Nutrition Changes Bring Relief to Rheumatoid Arthritis Sufferers
WebMD News Archive
Nov. 19, 1999 (Boston) -- The debilitating effects of chronic rheumatoid arthritis can be softened -- if not always to a great degree -- by nutrition and exercise, according to Ronenn Roubenoff, MD, a nutritionist at the Tufts University School of Medicine. Roubenoff spoke to an audience of doctors here this week at a meeting of the American College of Rheumatology.
People with rheumatoid arthritis have twice the risk of dying compared to the general population, Roubenoff said. Reduced muscle mass contributes to that risk. The average 70-year-old has 30% less muscle than the average 25-year-old, said Roubenoff, and "if you lose 40%, you die."
Lack of muscle reserves, Roubenoff said, is one reason an elderly person who lands in the ICU after getting hit by a truck is so much more likely to die than a young person. "People who are acutely ill stop eating," said Roubenoff. But while fasting puts a normal, healthy person into a metabolic mode that burns fat and spares protein, under the stress of major trauma or illness, the body burns its own protein.

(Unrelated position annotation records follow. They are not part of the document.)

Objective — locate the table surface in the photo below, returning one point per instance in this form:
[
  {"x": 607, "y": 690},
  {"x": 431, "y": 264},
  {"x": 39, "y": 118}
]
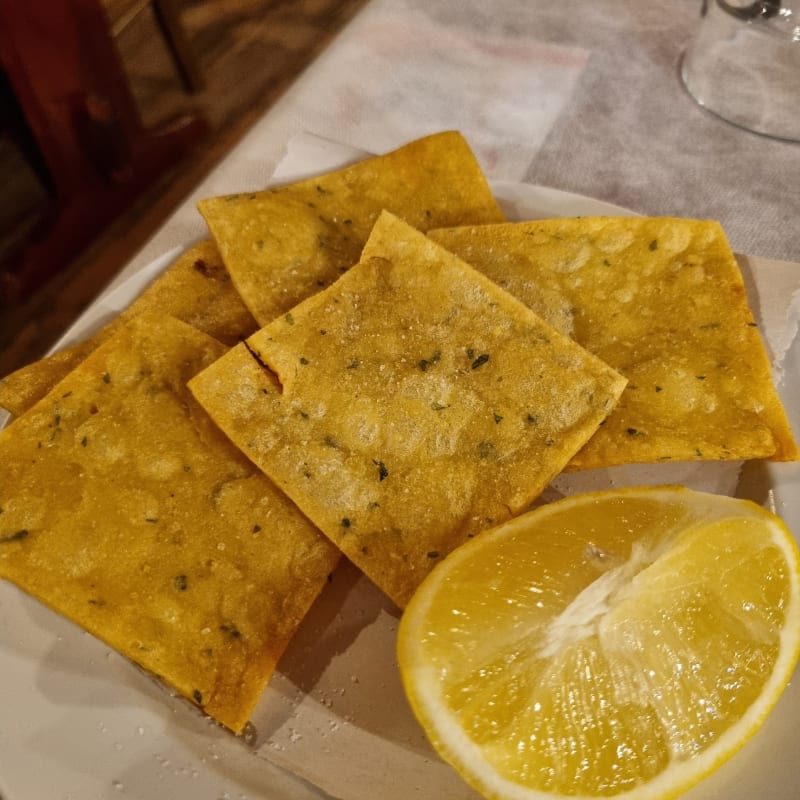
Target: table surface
[{"x": 582, "y": 97}]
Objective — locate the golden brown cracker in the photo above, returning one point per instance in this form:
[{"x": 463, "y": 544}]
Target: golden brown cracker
[
  {"x": 663, "y": 301},
  {"x": 124, "y": 508},
  {"x": 283, "y": 244},
  {"x": 408, "y": 406}
]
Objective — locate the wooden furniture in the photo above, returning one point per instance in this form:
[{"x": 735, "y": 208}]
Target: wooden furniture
[{"x": 81, "y": 130}]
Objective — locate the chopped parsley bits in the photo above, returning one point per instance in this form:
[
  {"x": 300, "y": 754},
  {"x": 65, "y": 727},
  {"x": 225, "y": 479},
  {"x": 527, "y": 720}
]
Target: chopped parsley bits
[
  {"x": 428, "y": 362},
  {"x": 17, "y": 536}
]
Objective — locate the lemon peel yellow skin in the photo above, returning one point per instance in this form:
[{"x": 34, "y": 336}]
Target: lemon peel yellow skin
[{"x": 616, "y": 644}]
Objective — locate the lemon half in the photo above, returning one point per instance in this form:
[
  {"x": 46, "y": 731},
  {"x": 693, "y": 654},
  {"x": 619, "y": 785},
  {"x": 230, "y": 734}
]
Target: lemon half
[{"x": 614, "y": 644}]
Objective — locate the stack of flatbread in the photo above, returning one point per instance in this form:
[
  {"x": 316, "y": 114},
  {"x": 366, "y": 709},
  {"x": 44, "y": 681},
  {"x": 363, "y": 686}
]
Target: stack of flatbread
[{"x": 370, "y": 363}]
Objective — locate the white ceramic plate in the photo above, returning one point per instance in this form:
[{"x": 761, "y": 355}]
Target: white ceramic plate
[{"x": 79, "y": 722}]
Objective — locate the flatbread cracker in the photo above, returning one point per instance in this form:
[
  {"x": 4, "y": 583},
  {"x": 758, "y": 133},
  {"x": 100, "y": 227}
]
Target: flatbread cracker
[
  {"x": 663, "y": 301},
  {"x": 283, "y": 244},
  {"x": 408, "y": 406},
  {"x": 124, "y": 508},
  {"x": 195, "y": 288}
]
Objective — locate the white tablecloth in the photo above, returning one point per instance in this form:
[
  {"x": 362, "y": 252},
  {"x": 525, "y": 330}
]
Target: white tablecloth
[{"x": 574, "y": 95}]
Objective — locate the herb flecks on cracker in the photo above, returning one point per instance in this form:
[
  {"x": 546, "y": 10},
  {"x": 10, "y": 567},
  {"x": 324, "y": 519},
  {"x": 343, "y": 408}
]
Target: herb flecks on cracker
[
  {"x": 283, "y": 244},
  {"x": 126, "y": 510},
  {"x": 396, "y": 463},
  {"x": 663, "y": 301}
]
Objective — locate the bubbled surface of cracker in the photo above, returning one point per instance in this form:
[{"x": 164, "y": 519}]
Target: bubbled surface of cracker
[
  {"x": 283, "y": 244},
  {"x": 663, "y": 301},
  {"x": 409, "y": 406},
  {"x": 124, "y": 508}
]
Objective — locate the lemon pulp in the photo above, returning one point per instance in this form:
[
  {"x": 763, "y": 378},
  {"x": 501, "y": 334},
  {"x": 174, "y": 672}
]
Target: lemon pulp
[{"x": 614, "y": 644}]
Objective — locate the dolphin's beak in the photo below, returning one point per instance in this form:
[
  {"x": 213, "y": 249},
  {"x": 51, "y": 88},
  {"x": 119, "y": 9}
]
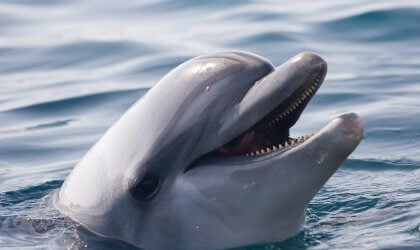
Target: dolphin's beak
[{"x": 274, "y": 104}]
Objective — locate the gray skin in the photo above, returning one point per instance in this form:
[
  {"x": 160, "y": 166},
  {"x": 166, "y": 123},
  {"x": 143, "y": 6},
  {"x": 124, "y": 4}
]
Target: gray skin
[{"x": 220, "y": 200}]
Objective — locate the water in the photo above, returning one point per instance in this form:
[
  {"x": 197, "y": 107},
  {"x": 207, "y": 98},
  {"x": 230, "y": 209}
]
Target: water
[{"x": 69, "y": 69}]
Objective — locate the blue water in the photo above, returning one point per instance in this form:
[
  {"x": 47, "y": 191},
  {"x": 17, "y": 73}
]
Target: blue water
[{"x": 69, "y": 69}]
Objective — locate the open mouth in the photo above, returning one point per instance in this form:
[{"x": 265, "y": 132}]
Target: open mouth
[{"x": 271, "y": 133}]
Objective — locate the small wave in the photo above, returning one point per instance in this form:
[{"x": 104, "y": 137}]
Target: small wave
[
  {"x": 28, "y": 193},
  {"x": 382, "y": 164},
  {"x": 81, "y": 54},
  {"x": 374, "y": 26},
  {"x": 78, "y": 102}
]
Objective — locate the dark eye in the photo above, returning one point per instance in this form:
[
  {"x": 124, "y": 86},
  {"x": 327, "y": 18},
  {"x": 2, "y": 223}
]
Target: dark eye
[{"x": 146, "y": 188}]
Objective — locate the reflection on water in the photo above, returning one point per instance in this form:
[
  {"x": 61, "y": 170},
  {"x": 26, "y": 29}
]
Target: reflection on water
[{"x": 69, "y": 69}]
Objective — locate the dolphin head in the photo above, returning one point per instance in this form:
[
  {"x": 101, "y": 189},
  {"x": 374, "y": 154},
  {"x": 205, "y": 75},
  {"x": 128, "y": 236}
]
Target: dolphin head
[{"x": 205, "y": 159}]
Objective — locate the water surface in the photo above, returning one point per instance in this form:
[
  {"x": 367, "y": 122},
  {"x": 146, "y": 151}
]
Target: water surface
[{"x": 69, "y": 69}]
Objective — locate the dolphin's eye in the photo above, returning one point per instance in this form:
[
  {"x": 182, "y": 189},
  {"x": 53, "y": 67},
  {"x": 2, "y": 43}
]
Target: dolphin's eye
[{"x": 146, "y": 188}]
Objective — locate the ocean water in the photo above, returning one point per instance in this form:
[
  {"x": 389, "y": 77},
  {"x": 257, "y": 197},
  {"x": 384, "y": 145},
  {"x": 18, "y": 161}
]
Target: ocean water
[{"x": 69, "y": 69}]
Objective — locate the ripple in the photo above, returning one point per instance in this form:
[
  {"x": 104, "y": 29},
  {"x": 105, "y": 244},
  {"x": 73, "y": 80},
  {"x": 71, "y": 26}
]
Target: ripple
[{"x": 399, "y": 24}]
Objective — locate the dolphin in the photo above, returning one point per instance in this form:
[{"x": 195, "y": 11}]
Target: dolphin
[{"x": 205, "y": 159}]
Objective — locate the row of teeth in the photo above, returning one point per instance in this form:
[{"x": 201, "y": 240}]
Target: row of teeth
[
  {"x": 288, "y": 143},
  {"x": 297, "y": 103}
]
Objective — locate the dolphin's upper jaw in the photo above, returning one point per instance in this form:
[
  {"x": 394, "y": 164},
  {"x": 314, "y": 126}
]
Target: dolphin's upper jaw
[{"x": 271, "y": 133}]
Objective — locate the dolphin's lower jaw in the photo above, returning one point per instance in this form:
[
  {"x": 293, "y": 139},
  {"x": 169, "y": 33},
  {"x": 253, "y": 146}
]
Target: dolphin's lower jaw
[{"x": 205, "y": 159}]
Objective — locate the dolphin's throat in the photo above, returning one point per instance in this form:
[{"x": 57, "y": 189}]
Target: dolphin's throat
[{"x": 272, "y": 132}]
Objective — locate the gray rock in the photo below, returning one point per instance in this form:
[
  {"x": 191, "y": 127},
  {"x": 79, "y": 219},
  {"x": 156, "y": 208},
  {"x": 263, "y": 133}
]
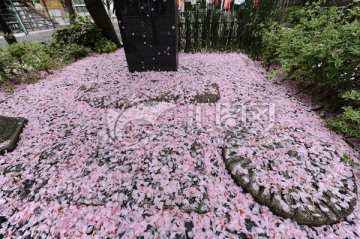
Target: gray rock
[{"x": 330, "y": 208}]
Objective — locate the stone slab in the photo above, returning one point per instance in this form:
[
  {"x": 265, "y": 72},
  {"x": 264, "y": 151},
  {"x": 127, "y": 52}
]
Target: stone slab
[{"x": 10, "y": 130}]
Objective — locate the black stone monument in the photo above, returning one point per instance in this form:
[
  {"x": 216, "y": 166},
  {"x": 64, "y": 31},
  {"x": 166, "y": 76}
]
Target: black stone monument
[{"x": 149, "y": 33}]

People with rheumatoid arthritis need to eat more protein than normal, healthy individuals, said Roubenoff, who recommends eating about 2.7 ounces of protein daily. That's roughly equivalent to one 4 ounce chicken breast or two servings of beans.
But simply eating more protein does not result in increased stores of protein in the body, said Roubenoff.
The problem is that the body stores protein as fat, because muscle is not being built. Resistance exercise -- which involves leg lifts and arm exercises using weights -- helps build muscle so that protein can be stored.
Also, certain important B vitamins are often deficient in people with rheumatoid arthritis, Roubenoff said. "The three we worry about are B6, B12, and folate. Supplements are important, particularly for elderly people, some of whom lose the ability to absorb B12 from food. "They can still absorb it from pills," said Roubenoff.
Much of the damage rheumatoid arthritis inflicts upon the body is probably the result of so-called "free radicals," said Roubenoff. Free radicals are fast-moving, destructive atoms -- created by smoking, inhaling pollutants, or being exposed to ultraviolet radiation from the sun. Free radicals circulate through the body, damaging cells, and are believed to cause many chronic diseases including rheumatoid arthritis, heart disease, cancer, Alzheimer's disease, and Parkinson's disease.